SARAJEVO, Bosnia-Herzegovina — On the 17th anniversary of Europe's worst massacre since World War II, Muslims in Bosnia are heading to Srebrenica to attend a funeral for 520 newly identified victims.

The remains of those Muslim men and boys slaughtered at Srebrenica around 11 July 1995, will be laid to rest Wednesday in the town whose name is now synonymous with genocide. The coffins are already at the memorial center and the burial pits have been dug.

Ambulances were also standing ready to help those among the tens of thousands for whom the event will be too much to handle.

Rabija Hrustanovic found the remains of her husband and brother among the sea of simple green coffins waiting to be buried.
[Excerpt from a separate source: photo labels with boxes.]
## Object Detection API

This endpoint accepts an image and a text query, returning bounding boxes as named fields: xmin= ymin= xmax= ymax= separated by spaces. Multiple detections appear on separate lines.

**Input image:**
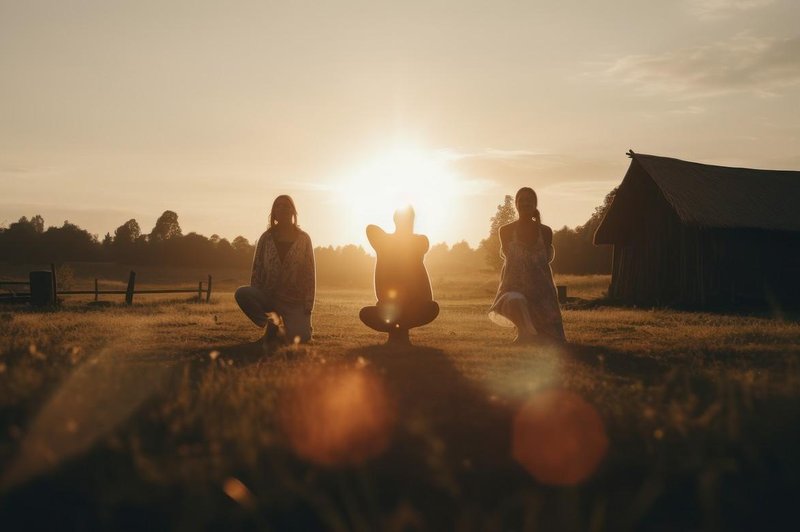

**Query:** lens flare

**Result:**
xmin=512 ymin=390 xmax=608 ymax=486
xmin=280 ymin=368 xmax=394 ymax=466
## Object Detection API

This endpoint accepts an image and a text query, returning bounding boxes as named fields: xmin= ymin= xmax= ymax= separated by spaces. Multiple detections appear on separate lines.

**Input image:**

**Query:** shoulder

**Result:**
xmin=367 ymin=224 xmax=386 ymax=240
xmin=258 ymin=228 xmax=272 ymax=245
xmin=541 ymin=224 xmax=553 ymax=244
xmin=367 ymin=224 xmax=386 ymax=235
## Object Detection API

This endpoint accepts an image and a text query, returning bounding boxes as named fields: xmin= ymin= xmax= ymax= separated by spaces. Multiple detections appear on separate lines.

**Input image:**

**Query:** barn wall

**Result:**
xmin=609 ymin=161 xmax=681 ymax=305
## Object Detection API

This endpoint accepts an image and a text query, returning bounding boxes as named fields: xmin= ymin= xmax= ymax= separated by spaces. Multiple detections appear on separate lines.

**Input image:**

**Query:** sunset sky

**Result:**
xmin=0 ymin=0 xmax=800 ymax=246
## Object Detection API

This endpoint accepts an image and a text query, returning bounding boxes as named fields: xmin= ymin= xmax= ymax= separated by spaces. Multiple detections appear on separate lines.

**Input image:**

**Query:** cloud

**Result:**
xmin=602 ymin=33 xmax=800 ymax=99
xmin=451 ymin=149 xmax=619 ymax=189
xmin=684 ymin=0 xmax=775 ymax=19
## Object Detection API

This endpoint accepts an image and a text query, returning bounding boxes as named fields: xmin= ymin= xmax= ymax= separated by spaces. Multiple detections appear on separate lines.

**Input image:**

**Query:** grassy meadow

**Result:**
xmin=0 ymin=265 xmax=800 ymax=531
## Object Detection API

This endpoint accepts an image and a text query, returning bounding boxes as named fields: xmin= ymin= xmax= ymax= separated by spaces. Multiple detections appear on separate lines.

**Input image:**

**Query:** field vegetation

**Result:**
xmin=0 ymin=265 xmax=800 ymax=530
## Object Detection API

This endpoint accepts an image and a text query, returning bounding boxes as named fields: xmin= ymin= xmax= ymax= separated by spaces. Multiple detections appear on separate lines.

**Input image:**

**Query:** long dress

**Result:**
xmin=489 ymin=226 xmax=566 ymax=342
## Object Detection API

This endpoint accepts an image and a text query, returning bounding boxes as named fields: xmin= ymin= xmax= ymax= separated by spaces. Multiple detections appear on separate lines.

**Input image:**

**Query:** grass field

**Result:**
xmin=0 ymin=272 xmax=800 ymax=530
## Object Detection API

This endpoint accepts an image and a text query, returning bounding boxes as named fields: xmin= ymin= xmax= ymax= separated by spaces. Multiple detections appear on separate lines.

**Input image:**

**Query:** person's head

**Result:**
xmin=394 ymin=205 xmax=414 ymax=233
xmin=269 ymin=194 xmax=297 ymax=227
xmin=514 ymin=187 xmax=542 ymax=222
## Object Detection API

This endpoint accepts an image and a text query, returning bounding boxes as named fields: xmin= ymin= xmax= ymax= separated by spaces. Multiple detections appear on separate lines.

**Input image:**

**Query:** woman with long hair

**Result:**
xmin=235 ymin=195 xmax=316 ymax=342
xmin=489 ymin=187 xmax=566 ymax=343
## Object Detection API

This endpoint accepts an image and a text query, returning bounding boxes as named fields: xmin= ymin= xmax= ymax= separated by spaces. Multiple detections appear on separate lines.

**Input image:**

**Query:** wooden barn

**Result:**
xmin=594 ymin=151 xmax=800 ymax=307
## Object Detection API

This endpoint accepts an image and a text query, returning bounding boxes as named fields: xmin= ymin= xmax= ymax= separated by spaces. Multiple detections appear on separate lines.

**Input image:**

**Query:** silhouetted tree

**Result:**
xmin=29 ymin=214 xmax=44 ymax=234
xmin=114 ymin=218 xmax=142 ymax=245
xmin=478 ymin=194 xmax=517 ymax=270
xmin=150 ymin=211 xmax=183 ymax=242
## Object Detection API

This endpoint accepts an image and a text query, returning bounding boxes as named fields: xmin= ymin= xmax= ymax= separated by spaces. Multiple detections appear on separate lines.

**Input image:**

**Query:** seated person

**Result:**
xmin=235 ymin=195 xmax=316 ymax=344
xmin=359 ymin=206 xmax=439 ymax=343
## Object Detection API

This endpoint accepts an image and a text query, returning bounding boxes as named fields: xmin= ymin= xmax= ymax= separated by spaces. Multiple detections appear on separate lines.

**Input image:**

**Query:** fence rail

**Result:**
xmin=0 ymin=264 xmax=212 ymax=305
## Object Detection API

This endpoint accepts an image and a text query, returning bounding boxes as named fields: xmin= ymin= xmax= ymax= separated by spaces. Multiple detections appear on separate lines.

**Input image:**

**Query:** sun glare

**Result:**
xmin=339 ymin=147 xmax=458 ymax=244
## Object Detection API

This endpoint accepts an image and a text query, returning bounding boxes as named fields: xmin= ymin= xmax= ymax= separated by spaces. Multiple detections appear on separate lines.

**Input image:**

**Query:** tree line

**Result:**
xmin=0 ymin=189 xmax=616 ymax=276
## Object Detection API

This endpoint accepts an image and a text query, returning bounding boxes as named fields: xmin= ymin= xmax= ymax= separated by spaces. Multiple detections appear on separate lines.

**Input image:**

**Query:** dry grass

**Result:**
xmin=0 ymin=280 xmax=800 ymax=530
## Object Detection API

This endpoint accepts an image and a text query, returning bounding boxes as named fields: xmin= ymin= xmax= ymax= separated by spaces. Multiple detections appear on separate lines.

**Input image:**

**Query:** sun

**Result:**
xmin=338 ymin=146 xmax=458 ymax=244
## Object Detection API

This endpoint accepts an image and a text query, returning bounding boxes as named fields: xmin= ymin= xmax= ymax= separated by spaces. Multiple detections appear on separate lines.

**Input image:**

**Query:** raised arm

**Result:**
xmin=250 ymin=233 xmax=267 ymax=288
xmin=302 ymin=236 xmax=317 ymax=314
xmin=497 ymin=224 xmax=511 ymax=260
xmin=542 ymin=225 xmax=556 ymax=262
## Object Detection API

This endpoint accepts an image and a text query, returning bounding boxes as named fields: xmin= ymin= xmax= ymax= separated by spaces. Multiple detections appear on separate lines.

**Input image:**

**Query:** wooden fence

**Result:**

"I want to lay down next to them and stay here forever," she said before breaking into tears.

Srebrenica was a UN-protected Muslim town in Bosnia besieged by Serb forces throughout Bosnia's 1992–95 war. Serb troops led by General Ratko Mladic overran the enclave in July 1995, separated men from women and executed 8,000 men and boys within just a few days. Dutch troops stationed in Srebrenica as UN peacekeepers were undermanned and outgunned, and failed to intervene.

The bodies of the victims are still being found in mass graves throughout eastern Bosnia. The task has been made even more difficult by the fact that the perpetrators dug up mass graves and reburied remains in other mass graves to try to cover their tracks. The victims have been identified through DNA analysis and newly identified ones are buried at the Srebrenica memorial center every year.

So far, over 5,000 Srebrenica victims found this way have been laid to rest.

Mladic was arrested last year in Serbia and is on trial now at the tribunal in The Hague. He faces 11 charges, including genocide, for allegedly masterminding Serb atrocities throughout the war that left 100,000 dead, especially the Srebrenica massacre. He denies wrongdoing.

But despite the charges, to many Serbs Mladic remains a national hero.

"Serbs believe he is an honorable and fair man," said Bosnian Serb Novica Kapuran from the town of Pale, near Sarajevo. "He is being blamed for something he has not done."

That attitude angers Muslim Bosniaks.

But Holocaust survivor Rabbi Arthur Schneier of the Park East Synagogue in New York, who came to attend the funeral in solidarity with the victim's families, told The Associated Press that Bosnian witnesses should simply continue testifying and keeping a record.

Schneier said he knows from dealing with Holocaust deniers that "to the advocates of a revisionist history, you cannot even present the facts, because they will not accept them."

The rabbi urged the world to stand up in the face of injustice, "hear the cry of the oppressed and to respond."

"Silence on the part of the international community … only strengthens the perpetrators," he said.

In Washington, President Barack Obama issued a statement honoring the memory of the "8,000 innocent men and boys" who were massacred in Srebrenica 17 years ago.

"The name Srebrenica will forever be associated with some of the darkest acts of the 20th century," Obama said.

Obama said the US "rejects efforts to distort the scope of this atrocity, rationalize the motivations behind it, blame the victims, and deny the indisputable fact that it was genocide."